Monday, January 30, 2012
I recently blogged about how Mitt Romney overpaid on his tax return. As I mentioned though, he still managed to only pay 14% of his $21.6 million income. The Wall Street Journal explores some of the lessons that we can learn from Romney’s tax return:
- Capital gains can provide powerful tax benefits being taxed at a top rate of only 15%.
- Get good tax help.
- Avoid salary, wages and tips as much as you can. These categories are taxed up to 35% and are subject to payroll taxes.
- Muni-bond interest is not everything. Many wealthy individuals look to these for tax-free income, but how beneficial these investments are depends on what your state’s flat tax rate is.
- Go for qualified dividends because they can only be taxed up to 15%. A dividend is qualified if it is from a stock held at least two months and “paid by any domestic corporation or most corporations.”
- If you have a “Schedule C” business, it may not be the best to claim a home-office deduction.
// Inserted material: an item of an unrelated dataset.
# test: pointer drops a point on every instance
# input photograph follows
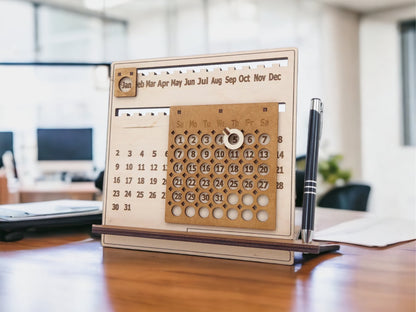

These can raise red flags to the IRS or come back to haunt taxpayers for later tax-exclusions.
- Long-term capital gains are the best way to generate income. Capital gains have a lower tax rate and they are malleable. You can choose when to take a gain or a loss and use the losses to offset gains so that a tax isn’t due.
- Know the score on itemized deductions. Tax-wise charitable contributions and noncash gifts are smart moves here.
- Capital gains and dividends can trigger the AMT. Long-term capital gains and qualified dividends are not subject to the alternative minimum tax.
- Think twice about small benefits requiring large tax-prep efforts. Sometimes the tax-prep fees will exceed the return.
- Offshore investments can save onshore taxes. Investments held offshore in “blocker corporations” can allow taxpayers to pay less tax than they would for the same investment onshore.
See Laura Saunders, What You Can Learn From Mitt’s Tax Return, The Wall Street Journal, Jan. 28, 2012.
Special thanks to Joel Dobris (Professor of Law, UC Davis School of Law) for bringing this to my attention.